After several hours, they had come up with exactly the blend they were seeking. They bit into bar after bar and concluded they had perfected the recipe. Their so-called "Teeth-a-Strong Bar" was a popular regional candy for a number of years before James Cambridge of Cambridge Brands made them an offer and secured the rights to this most unusual sugary creation. A fan of the recent dance craze, Cambridge renamed the bar "The Charleston Chew," and even released a 78 rpm record to promote it, the chorus of which went:

"Charleston/Charleston/Charleston Chew/Do the Charleston Chew/And the Charleston too."

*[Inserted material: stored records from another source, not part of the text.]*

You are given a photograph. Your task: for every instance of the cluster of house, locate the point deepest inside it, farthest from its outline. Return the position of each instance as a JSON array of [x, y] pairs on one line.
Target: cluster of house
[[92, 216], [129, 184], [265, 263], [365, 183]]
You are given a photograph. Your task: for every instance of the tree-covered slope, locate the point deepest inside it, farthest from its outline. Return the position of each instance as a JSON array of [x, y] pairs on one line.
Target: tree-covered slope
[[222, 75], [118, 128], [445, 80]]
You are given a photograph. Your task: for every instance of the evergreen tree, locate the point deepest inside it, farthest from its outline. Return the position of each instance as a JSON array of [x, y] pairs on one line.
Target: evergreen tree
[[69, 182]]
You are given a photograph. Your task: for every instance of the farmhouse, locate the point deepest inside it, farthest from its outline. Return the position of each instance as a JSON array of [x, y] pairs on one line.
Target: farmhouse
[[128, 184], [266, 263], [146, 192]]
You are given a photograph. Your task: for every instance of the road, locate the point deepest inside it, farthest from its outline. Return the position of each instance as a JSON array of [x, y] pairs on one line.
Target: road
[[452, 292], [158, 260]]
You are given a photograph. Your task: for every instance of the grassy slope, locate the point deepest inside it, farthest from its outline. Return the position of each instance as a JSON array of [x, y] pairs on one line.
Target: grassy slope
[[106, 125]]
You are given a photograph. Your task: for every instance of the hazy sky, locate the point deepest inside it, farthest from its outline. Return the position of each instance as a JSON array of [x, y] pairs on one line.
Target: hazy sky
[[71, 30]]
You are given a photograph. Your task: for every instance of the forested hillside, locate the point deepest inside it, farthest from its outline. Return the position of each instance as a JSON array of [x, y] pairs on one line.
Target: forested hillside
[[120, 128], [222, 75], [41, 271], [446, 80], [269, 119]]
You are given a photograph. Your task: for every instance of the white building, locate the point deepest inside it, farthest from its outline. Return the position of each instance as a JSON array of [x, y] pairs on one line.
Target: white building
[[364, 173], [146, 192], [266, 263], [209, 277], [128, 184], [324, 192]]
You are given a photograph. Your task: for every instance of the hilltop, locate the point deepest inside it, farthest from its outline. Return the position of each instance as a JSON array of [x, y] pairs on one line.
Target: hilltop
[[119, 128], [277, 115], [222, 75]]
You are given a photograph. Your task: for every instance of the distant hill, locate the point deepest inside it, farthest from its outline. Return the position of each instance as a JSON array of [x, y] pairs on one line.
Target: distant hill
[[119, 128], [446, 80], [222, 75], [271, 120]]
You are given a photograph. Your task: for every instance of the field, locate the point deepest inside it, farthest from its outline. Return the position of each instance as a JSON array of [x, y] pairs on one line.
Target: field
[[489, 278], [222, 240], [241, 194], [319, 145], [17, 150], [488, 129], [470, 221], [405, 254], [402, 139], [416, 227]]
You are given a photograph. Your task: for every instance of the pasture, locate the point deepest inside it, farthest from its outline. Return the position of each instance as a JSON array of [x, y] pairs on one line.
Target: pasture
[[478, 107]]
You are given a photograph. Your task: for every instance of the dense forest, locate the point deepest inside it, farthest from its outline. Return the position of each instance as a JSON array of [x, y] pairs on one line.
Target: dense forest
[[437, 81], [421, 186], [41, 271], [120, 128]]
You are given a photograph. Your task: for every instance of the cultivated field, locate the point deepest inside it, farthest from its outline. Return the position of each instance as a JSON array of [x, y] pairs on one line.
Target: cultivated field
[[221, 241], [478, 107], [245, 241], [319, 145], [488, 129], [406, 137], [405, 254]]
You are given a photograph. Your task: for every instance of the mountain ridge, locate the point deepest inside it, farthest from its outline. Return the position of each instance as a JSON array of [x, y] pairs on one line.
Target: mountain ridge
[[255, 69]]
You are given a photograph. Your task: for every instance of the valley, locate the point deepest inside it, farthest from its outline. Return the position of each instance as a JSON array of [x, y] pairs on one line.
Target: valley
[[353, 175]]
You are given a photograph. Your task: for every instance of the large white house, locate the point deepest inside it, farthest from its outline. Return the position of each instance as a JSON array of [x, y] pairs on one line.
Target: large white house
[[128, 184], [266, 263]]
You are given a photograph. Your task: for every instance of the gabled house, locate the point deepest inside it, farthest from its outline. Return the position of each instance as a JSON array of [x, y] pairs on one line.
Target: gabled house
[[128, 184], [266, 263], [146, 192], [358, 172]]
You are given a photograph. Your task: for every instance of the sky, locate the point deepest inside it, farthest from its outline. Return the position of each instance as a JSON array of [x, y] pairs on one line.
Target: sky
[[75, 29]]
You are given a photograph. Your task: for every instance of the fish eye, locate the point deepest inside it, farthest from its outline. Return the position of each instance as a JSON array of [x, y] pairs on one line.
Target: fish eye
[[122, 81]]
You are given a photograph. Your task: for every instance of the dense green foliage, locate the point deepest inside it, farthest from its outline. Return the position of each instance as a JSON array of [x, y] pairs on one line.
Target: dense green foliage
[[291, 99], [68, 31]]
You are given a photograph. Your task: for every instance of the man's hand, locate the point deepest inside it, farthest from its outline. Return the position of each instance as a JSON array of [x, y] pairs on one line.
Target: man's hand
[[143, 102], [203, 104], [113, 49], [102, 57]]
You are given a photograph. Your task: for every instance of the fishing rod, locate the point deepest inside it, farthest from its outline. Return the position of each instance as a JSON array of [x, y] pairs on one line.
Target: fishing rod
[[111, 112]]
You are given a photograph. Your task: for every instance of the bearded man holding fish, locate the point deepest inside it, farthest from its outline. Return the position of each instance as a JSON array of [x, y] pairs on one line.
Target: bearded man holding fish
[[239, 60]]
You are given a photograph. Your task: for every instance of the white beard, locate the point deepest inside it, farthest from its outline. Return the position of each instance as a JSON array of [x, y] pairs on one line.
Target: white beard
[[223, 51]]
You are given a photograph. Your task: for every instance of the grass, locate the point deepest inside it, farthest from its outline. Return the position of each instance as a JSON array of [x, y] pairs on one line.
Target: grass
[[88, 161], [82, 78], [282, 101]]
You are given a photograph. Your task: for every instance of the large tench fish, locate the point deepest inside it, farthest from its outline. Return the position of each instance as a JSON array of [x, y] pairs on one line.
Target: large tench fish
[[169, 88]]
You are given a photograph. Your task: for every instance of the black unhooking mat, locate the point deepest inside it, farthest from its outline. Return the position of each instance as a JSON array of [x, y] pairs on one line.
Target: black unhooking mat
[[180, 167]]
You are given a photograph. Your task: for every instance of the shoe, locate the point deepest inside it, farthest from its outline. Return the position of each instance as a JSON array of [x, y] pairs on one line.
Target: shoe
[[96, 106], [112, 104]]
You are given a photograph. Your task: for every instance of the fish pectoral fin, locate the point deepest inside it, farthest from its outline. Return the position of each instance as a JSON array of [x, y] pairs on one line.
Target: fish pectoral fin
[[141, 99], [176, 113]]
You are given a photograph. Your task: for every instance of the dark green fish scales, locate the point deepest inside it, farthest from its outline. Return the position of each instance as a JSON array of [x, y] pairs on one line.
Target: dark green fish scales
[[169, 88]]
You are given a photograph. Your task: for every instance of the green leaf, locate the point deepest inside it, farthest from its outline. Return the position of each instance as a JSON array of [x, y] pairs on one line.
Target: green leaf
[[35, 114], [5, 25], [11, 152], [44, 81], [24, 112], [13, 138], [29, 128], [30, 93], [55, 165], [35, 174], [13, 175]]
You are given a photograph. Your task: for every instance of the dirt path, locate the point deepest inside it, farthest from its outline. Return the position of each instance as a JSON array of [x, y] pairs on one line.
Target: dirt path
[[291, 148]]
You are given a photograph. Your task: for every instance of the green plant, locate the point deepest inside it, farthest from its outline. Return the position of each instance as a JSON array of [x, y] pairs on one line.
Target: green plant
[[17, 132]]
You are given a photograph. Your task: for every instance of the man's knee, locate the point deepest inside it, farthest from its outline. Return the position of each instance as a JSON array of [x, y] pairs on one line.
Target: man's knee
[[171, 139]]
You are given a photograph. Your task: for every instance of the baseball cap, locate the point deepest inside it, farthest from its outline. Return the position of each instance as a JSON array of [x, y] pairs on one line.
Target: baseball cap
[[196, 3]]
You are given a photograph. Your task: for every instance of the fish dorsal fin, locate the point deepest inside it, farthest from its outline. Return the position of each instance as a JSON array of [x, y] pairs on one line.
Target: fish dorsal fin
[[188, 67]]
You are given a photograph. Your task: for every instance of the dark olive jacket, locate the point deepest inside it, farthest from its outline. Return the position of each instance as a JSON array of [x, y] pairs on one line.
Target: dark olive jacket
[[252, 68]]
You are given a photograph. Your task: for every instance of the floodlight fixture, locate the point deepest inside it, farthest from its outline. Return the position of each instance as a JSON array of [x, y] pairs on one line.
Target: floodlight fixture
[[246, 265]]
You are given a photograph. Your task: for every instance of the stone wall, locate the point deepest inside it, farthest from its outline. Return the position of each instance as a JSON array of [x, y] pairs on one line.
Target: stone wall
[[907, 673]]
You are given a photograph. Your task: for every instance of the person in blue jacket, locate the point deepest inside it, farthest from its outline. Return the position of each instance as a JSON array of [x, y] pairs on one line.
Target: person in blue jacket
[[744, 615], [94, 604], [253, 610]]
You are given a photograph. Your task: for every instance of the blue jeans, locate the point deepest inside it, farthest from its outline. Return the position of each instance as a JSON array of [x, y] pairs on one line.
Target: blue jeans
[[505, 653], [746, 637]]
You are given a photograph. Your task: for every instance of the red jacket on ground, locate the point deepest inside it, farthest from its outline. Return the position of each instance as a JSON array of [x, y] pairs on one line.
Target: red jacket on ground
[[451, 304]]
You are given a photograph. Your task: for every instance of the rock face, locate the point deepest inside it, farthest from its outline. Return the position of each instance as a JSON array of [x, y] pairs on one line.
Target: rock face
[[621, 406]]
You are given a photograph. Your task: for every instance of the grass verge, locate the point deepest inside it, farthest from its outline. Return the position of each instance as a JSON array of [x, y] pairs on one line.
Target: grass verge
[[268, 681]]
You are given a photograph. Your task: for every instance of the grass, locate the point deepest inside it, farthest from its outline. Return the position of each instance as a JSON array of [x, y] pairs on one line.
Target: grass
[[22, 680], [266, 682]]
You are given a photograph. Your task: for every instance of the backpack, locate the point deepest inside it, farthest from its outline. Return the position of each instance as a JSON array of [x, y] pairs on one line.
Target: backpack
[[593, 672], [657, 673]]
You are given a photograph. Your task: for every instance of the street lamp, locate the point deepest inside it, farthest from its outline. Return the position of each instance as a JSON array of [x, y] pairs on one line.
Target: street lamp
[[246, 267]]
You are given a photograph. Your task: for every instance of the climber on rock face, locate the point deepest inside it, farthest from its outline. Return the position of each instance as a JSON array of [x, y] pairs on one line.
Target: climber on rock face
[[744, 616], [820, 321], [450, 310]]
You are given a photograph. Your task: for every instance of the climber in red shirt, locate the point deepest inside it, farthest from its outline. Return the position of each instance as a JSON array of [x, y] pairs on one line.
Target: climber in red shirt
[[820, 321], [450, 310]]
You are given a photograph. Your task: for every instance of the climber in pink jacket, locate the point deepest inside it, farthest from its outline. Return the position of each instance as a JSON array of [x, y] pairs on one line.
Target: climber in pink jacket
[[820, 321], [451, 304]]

No awards for originality there, but then Cambridge was always an entrepreneur as opposed to an artist. He was also a frighteningly sadistic drunk, and nearly had his career derailed after an incident wherein he slashed off the tip of a business partner's nose and shoved it up the fellow's ass, exactly as promised moments earlier.

Nowadays Charleston Chew can still be enjoyed by all, both in candy form and in fan fiction much like this review. It's an old-fashioned classic that merits more attention than it receives, especially given that it is one of the few reasonably low-fat candy bars around. Its marshmallow-like flavor and beguiling texture are a delicious blend.